Laurent Blanc: The one-term ‘President’ of French football
Laurent Blanc was known as "Le President" for his elegance and assurance under pressure as a player but they proved to be not enough in the tortuous post of France coach a role he decided he had had enough of on Saturday after just two years.sports Updated: Jul 02, 2012 01:33 IST
Laurent Blanc was known as "Le President" for his elegance and assurance under pressure as a player but they proved to be not enough in the tortuous post of France coach a role he decided he had had enough of on Saturday after just two years.
Blanc has never been known as a quitter and he has largely known success throughout his playing and coaching career - a league and League Cup double with Bordeaux in 2009 pushing him to the front of the queue for being France coach.
However, his relations with the other president French Football Federation Noel Le Graet were in the end not strong enough to earn him unconditional support and sympathy when things didn't quite go to plan.
For while a new contract was on the table it wasn't enough for Blanc. “Blanc wanted to hear 'I am eager to work with you' but this phrase was not uttered," a source close to the talks told AFP on Thursday.
Having seemingly succeeded in restoring some of the lustre and prestige to the French team after the 2010 World Cup debacle, under the unloved and ridiculed Raymond Domenech, he appeared powerless to stop things getting out of control when the script went awry as it did at Euro 2012.
On the face of it reaching the quarter-finals - the first knockout stage the French had reached at a major finals since the 2006 World Cup and the minimum requirement of the FFF — and extending their unbeaten record to 23 is more than passable.
However, the ending of that record in the 2-0 defeat by already eliminated Sweden in their final group match unlocked a Pandoras Box that Blanc was never able to close.
For the softly-spoken and unconfrontational Blanc was not able to cope with the outbreak of dressingroom discord after the Sweden game and taken aback by the row he had with Hatem Ben Arfa, one of the players rated as troublesome who he had thought he could handle and restored to the squad.
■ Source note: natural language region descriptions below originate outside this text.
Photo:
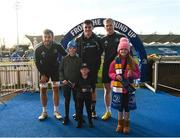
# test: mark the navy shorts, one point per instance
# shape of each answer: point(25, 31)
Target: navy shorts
point(105, 74)
point(53, 75)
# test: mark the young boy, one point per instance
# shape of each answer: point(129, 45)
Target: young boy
point(69, 74)
point(84, 95)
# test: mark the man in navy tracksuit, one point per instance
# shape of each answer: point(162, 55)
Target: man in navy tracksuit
point(47, 56)
point(90, 50)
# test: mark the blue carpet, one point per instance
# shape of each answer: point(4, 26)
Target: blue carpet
point(157, 115)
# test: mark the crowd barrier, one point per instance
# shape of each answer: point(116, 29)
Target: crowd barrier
point(18, 77)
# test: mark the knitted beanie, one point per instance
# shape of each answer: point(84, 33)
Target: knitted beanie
point(72, 44)
point(123, 44)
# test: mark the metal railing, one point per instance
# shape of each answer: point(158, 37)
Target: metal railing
point(18, 77)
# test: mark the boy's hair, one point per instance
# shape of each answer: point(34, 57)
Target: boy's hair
point(108, 20)
point(88, 22)
point(48, 31)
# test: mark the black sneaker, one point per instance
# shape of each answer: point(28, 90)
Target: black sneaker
point(91, 125)
point(79, 125)
point(75, 117)
point(65, 121)
point(94, 115)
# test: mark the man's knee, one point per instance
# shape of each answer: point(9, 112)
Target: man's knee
point(55, 84)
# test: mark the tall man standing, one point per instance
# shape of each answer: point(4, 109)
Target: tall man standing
point(110, 45)
point(90, 50)
point(47, 56)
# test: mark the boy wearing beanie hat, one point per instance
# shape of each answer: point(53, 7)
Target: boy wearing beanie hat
point(69, 74)
point(123, 67)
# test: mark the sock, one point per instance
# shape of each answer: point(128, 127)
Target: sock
point(55, 108)
point(44, 109)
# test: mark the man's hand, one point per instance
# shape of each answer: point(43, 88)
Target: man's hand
point(44, 79)
point(118, 77)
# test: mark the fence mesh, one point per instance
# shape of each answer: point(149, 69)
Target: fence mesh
point(169, 75)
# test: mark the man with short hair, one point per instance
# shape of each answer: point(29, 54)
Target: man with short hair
point(110, 45)
point(47, 58)
point(90, 50)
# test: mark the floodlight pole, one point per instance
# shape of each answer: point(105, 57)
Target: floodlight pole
point(17, 22)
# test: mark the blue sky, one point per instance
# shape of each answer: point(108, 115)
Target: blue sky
point(142, 16)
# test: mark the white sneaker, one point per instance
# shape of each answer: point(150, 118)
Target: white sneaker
point(43, 116)
point(57, 115)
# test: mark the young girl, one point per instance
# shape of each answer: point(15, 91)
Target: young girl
point(124, 66)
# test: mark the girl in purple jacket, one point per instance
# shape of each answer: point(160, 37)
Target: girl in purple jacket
point(123, 67)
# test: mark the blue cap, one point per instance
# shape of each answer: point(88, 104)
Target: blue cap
point(72, 44)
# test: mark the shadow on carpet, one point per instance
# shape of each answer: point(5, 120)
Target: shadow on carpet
point(156, 115)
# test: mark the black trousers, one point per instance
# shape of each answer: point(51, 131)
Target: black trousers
point(84, 98)
point(67, 95)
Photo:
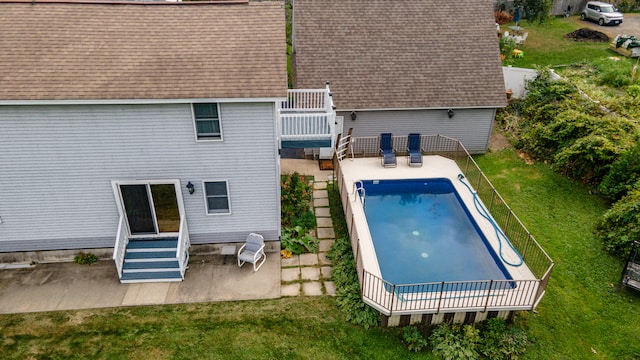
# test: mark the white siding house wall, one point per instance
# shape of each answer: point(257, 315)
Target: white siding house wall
point(57, 164)
point(471, 126)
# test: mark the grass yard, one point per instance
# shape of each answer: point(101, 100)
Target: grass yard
point(289, 328)
point(547, 46)
point(581, 316)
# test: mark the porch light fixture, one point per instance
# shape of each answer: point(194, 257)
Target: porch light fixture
point(450, 113)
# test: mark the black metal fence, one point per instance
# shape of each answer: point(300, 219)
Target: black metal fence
point(468, 295)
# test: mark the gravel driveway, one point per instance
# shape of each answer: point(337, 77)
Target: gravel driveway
point(629, 26)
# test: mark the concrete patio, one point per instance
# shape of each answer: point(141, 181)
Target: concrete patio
point(209, 278)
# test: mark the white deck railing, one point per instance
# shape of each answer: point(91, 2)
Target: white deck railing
point(307, 115)
point(404, 299)
point(122, 239)
point(307, 126)
point(182, 252)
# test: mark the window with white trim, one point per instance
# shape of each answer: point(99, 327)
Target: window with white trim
point(217, 197)
point(207, 121)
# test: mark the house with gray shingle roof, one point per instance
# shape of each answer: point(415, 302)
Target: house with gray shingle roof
point(128, 121)
point(404, 66)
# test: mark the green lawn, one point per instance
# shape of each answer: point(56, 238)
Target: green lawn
point(289, 328)
point(581, 316)
point(547, 46)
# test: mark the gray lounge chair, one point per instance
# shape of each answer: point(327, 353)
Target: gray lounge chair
point(252, 251)
point(387, 152)
point(414, 157)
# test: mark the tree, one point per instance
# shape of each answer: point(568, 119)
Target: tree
point(535, 9)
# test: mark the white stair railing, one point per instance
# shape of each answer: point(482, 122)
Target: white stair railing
point(182, 251)
point(305, 126)
point(122, 239)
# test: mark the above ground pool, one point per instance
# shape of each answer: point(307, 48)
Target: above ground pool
point(422, 232)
Although not on the level of discord within the French squad in South Africa in 2010 Blanc lost from that point on the support of several members of the squad for not standing his ground with Ben Arfa and more crucially Samir Nasri.
“He (Blanc) continued to place his confidence in him (Nasri) when it was clear that the latter slowed the pace of the game down too much, which really agitated his team-mates.”